18 February 2008

Mark Twain and Robert Ingersoll

I had the pleasure of reading "Mark Twain and Robert Ingersoll: the Freethought Connection" this afternoon. The article, written by Thomas J. Schwartz and published in 1976, was cited by William Phipps in his Mark Twain’s Religion. I found the article online by using JSTOR to search for it, and you can read it yourself by clicking here.

Dr. Schwartz attempts to demonstrate the influence of Robert G. Ingersoll’s works on Samuel Clemens, writing as Mark Twain. While Clemens never proclaimed his beliefs or lack thereof to the world, his treatment of religion in his works indicates that he was a freethinker. Take for instance the following passage from Letters from the Earth:

“[The Bible] is full of interest. It has noble poetry in it; and some clever fables; and some blood-drenched history; and some good morals; and a wealth of obscenity; and upwards of a thousand lies.” [1]

Dr. Schwartz holds this same opinion, but holds the further idea that Mark Twain drew continual inspiration from the works of Robert Ingersoll.

From Innocents Abroad, in which Christianity is indicted for having impeded the progress of civilization, to The Mysterious Stranger, in which the concepts of special providence, immortality, heaven, hell, and supernatural beings are reduced to 'empty dreams', Clements relentlessly wove Ingersoll-inspired arguments against Christianity into the fabric of his literary work. His emphasis on the goodness of the present world, his anticlericalism, criticism of the Scriptures, and contempt for the concepts of hell and the atonement, his admiration of Thomas Paine, his belief in human progress and antipathy toward the social conservatism of organized religion, his insistence on religious toleration and separation of church and state, -- all these tendencies reflect his commitment to what he called Ingersoll's "'gospel of free thought' [2]

Schwartz promotes the idea that Ingersoll’s ideas influenced Clemens heavily in two of his better-known works, The Prince and the Pauper and A Connecticut Yankee in King Arthur’s Court. He does this by citing passages from both men’s works -- and then drawing connections between the two of them. More of the more obvious examples is quoted below:

There is in The Prince and the Pauper a specific instance of borrowing from "Ghosts". Clemens apparently read Ingersoll's lecture in January of 1880. He incorporated into the novel an incident in British history which Ingersoll had recorded. In 1716, according to Ingersoll, a woman and her nine-year-old daughter were hanged for 'selling their souls to the Devil' and for 'raising a storm by pulling off their stockings'. During Tom Canty's brief reign as King of England, a mother and her nine-year old daughter are brought before him. They have been condemned to be hanged for selling 'themselves to the Devil'. Tom is informed that they exerted the power thus obtained to bring about a storm. They did this by 'pulling off their stockings'. [3]

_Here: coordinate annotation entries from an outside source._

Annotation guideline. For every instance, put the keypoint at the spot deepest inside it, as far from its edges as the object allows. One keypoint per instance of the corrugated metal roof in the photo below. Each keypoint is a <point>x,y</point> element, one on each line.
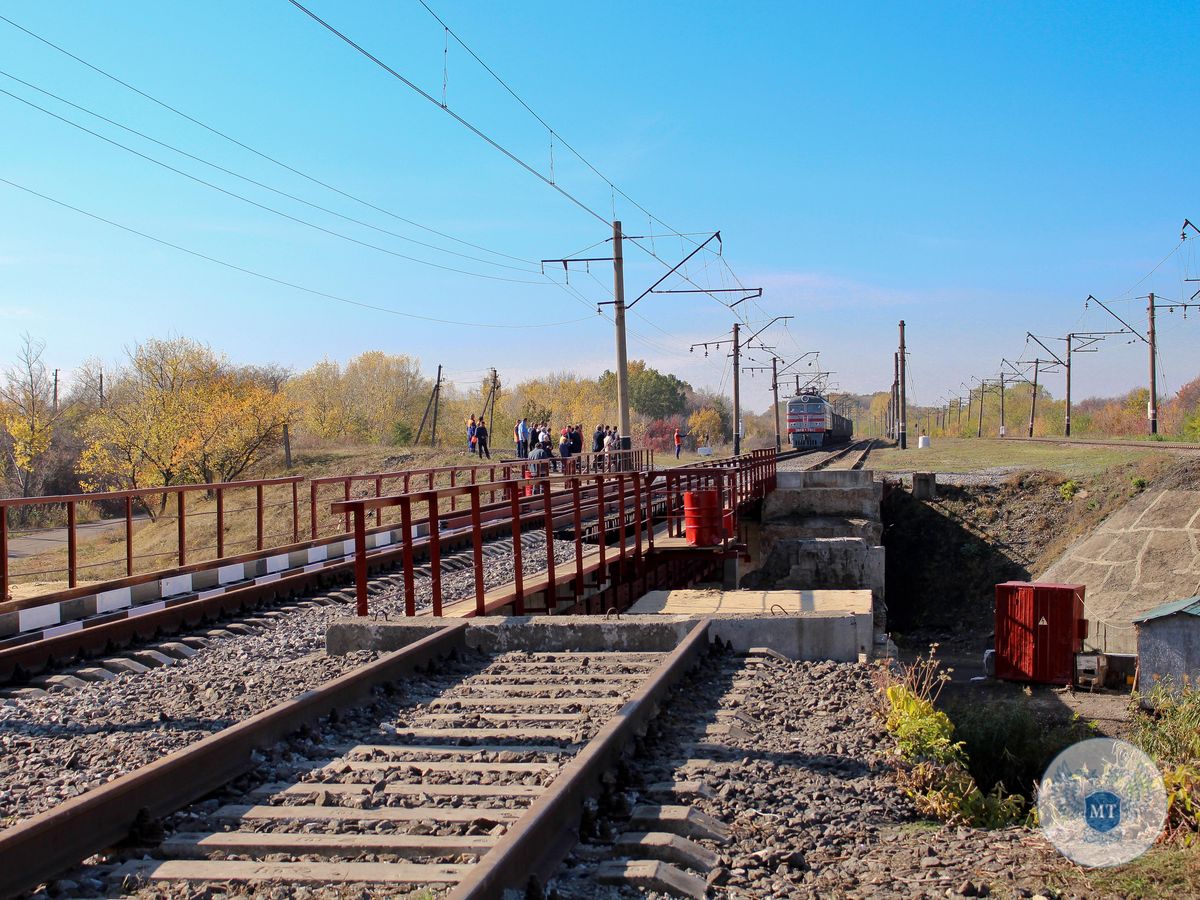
<point>1191,606</point>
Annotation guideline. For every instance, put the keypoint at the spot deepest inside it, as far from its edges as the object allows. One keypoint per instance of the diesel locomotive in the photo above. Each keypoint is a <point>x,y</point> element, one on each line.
<point>813,423</point>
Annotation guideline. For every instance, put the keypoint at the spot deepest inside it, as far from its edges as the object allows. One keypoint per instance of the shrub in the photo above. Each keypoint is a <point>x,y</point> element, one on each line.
<point>1170,733</point>
<point>1008,747</point>
<point>935,767</point>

Schwartz demonstrates similarities in a number of Ingersoll’s and Clemen’s works, showing that Clemens was very much influenced by Ingersoll and that he espoused most of Ingersoll’s ideas himself. He then addresses the fact that Clemens never did a proclamation of disbelief as others were wont to do in the “Golden Age of Freethought”, and explores probable reasons why. Schwartz believes that Clemens refrained from doing so out of “an insurmountable fear of public disfavor.” [4]

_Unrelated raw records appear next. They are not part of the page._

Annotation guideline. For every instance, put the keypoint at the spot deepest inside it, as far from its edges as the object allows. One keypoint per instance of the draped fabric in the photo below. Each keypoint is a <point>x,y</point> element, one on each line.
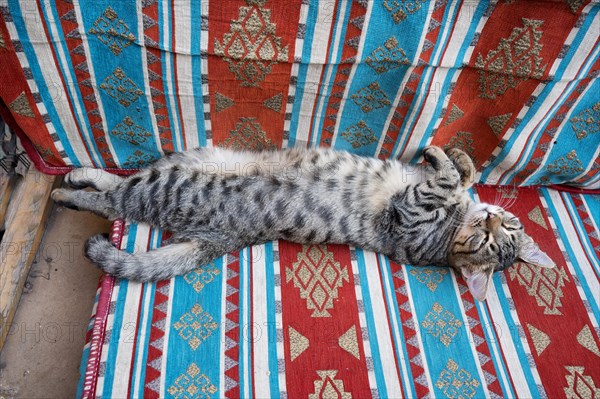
<point>287,320</point>
<point>117,84</point>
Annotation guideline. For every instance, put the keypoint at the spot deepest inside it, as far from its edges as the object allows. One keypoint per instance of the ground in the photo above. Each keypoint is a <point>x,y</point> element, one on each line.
<point>42,354</point>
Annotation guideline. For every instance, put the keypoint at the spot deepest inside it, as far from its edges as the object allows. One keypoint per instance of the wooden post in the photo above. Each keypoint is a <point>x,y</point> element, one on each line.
<point>24,227</point>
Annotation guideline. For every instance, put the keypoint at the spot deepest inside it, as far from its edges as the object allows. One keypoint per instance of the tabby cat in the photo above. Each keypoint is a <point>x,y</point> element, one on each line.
<point>216,201</point>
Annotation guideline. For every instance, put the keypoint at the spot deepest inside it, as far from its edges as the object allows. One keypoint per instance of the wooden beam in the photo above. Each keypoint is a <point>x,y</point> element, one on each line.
<point>24,229</point>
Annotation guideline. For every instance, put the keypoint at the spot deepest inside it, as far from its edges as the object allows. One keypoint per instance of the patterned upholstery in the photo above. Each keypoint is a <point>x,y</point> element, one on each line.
<point>117,85</point>
<point>286,320</point>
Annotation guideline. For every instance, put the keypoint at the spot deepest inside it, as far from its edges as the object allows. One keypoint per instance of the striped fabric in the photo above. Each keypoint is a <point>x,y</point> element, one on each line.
<point>117,84</point>
<point>286,320</point>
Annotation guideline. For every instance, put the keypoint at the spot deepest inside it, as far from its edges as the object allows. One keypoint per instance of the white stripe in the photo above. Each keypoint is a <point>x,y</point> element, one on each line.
<point>120,384</point>
<point>279,321</point>
<point>588,272</point>
<point>12,31</point>
<point>506,343</point>
<point>245,341</point>
<point>471,340</point>
<point>260,341</point>
<point>70,84</point>
<point>380,317</point>
<point>294,73</point>
<point>362,319</point>
<point>165,354</point>
<point>51,76</point>
<point>394,318</point>
<point>322,29</point>
<point>144,68</point>
<point>361,46</point>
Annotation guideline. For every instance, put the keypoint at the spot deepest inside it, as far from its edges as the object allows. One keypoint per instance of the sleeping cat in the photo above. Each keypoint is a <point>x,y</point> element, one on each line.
<point>216,201</point>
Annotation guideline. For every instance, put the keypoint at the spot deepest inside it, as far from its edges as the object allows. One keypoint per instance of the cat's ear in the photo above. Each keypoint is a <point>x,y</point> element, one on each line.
<point>478,281</point>
<point>532,254</point>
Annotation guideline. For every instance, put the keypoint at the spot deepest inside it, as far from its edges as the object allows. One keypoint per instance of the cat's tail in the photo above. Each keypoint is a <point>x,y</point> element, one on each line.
<point>158,264</point>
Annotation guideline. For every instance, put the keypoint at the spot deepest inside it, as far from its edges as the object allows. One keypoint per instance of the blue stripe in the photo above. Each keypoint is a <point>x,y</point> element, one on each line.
<point>408,386</point>
<point>364,278</point>
<point>117,329</point>
<point>389,81</point>
<point>72,89</point>
<point>196,33</point>
<point>36,71</point>
<point>459,348</point>
<point>332,66</point>
<point>536,135</point>
<point>271,326</point>
<point>514,337</point>
<point>592,299</point>
<point>311,22</point>
<point>478,14</point>
<point>105,63</point>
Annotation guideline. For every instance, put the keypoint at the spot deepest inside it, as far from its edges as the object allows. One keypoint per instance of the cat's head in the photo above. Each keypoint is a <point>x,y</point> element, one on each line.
<point>491,239</point>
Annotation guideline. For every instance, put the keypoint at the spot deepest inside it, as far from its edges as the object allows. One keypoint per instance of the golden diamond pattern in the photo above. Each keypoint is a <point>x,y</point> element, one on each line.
<point>192,384</point>
<point>318,276</point>
<point>587,122</point>
<point>399,9</point>
<point>327,387</point>
<point>456,382</point>
<point>430,276</point>
<point>201,276</point>
<point>441,323</point>
<point>128,131</point>
<point>387,57</point>
<point>195,326</point>
<point>251,47</point>
<point>248,135</point>
<point>112,31</point>
<point>121,88</point>
<point>370,97</point>
<point>544,284</point>
<point>517,58</point>
<point>359,135</point>
<point>580,385</point>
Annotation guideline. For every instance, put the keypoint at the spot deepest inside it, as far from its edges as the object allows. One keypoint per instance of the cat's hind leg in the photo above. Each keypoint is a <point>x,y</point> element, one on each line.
<point>158,264</point>
<point>82,200</point>
<point>97,179</point>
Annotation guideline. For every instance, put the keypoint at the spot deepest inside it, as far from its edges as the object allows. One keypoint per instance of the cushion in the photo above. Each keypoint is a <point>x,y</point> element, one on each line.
<point>113,85</point>
<point>287,320</point>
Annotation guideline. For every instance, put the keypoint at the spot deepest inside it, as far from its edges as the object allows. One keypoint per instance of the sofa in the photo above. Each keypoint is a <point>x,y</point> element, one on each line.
<point>514,83</point>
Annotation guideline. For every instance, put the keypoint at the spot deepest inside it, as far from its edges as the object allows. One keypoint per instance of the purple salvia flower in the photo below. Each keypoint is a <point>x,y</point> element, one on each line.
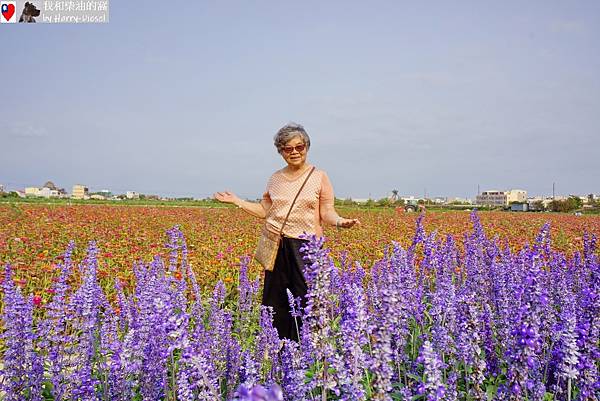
<point>318,318</point>
<point>354,332</point>
<point>468,343</point>
<point>259,393</point>
<point>85,307</point>
<point>267,345</point>
<point>249,369</point>
<point>18,374</point>
<point>54,328</point>
<point>432,369</point>
<point>293,372</point>
<point>247,306</point>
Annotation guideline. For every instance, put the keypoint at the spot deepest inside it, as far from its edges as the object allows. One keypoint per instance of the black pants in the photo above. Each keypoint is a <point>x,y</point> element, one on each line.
<point>287,274</point>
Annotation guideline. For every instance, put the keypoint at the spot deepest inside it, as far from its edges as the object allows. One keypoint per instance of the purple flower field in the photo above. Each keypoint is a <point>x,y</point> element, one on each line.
<point>424,323</point>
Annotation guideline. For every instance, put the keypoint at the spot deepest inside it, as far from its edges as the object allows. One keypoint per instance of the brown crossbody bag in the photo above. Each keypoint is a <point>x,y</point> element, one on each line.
<point>268,243</point>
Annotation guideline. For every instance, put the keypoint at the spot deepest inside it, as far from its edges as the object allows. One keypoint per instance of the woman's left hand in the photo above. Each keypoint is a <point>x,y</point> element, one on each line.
<point>347,223</point>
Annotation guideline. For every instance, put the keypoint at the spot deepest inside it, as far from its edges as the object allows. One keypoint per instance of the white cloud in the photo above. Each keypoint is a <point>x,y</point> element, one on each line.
<point>25,130</point>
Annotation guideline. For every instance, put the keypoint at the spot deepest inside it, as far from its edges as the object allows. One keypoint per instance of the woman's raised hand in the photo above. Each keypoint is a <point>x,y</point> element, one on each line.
<point>227,197</point>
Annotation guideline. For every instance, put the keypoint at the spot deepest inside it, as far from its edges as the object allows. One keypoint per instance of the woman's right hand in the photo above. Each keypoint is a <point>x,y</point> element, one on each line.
<point>227,197</point>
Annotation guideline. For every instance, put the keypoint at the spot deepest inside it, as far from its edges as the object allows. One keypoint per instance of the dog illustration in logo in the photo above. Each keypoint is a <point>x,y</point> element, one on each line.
<point>29,11</point>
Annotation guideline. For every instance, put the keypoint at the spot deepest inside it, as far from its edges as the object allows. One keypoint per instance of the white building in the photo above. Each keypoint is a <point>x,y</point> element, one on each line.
<point>32,191</point>
<point>516,195</point>
<point>48,193</point>
<point>80,192</point>
<point>492,197</point>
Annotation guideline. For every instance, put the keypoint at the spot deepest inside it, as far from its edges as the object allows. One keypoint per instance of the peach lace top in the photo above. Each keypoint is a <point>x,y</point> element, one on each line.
<point>305,215</point>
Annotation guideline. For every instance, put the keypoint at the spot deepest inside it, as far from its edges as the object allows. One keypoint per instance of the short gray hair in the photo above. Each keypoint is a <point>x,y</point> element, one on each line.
<point>287,133</point>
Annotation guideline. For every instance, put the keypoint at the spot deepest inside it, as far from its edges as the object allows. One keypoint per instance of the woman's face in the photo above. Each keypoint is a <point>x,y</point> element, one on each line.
<point>293,153</point>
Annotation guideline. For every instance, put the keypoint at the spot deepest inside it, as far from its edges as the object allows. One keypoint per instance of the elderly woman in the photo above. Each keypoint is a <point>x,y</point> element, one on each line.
<point>313,207</point>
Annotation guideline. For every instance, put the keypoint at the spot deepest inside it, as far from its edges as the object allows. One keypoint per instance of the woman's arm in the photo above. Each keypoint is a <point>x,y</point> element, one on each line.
<point>255,209</point>
<point>327,210</point>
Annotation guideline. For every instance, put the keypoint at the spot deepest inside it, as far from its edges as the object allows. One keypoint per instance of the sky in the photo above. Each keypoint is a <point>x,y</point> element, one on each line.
<point>183,99</point>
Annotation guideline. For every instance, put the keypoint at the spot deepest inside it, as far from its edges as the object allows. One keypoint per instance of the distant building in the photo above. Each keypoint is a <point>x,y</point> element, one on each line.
<point>32,191</point>
<point>516,195</point>
<point>492,198</point>
<point>501,198</point>
<point>80,192</point>
<point>46,192</point>
<point>463,201</point>
<point>519,207</point>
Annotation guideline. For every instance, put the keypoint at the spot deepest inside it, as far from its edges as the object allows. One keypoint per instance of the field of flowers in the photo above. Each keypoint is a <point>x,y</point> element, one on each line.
<point>163,304</point>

I found the article to be quite interesting. Robert G. Ingersoll represents the very best of humanity to me, and I have enjoyed a lifelong habit of reading Clemen’s works. I think Dr. Schwartz’s article (available at JSTOR) will be of interest to anyone who is fascinated by either Ingersoll or Clemens -- as many freethinkers are.
[1] Samuel Clemens, Letters from the Earth. Letter III.
[2] Schwartz, Thomas. “Mark Twain and Robert Ingersoll: the Freethought Connection”. American Literature, Vol. 48, No. 2, p. 184.
[3] Schwartz p. 187
[4] Schwartz p. 191


Intelligent Design Advocate said...

Your JSTOR link requires a super secret password.

smellincoffee said...

He who would cross the Enter Password Field of Death
Must answer me These questions three Ere the other side he see --


Yes, at the time I didn't realize I had unfettered access because I was accessing the site through my university, which has a subscription.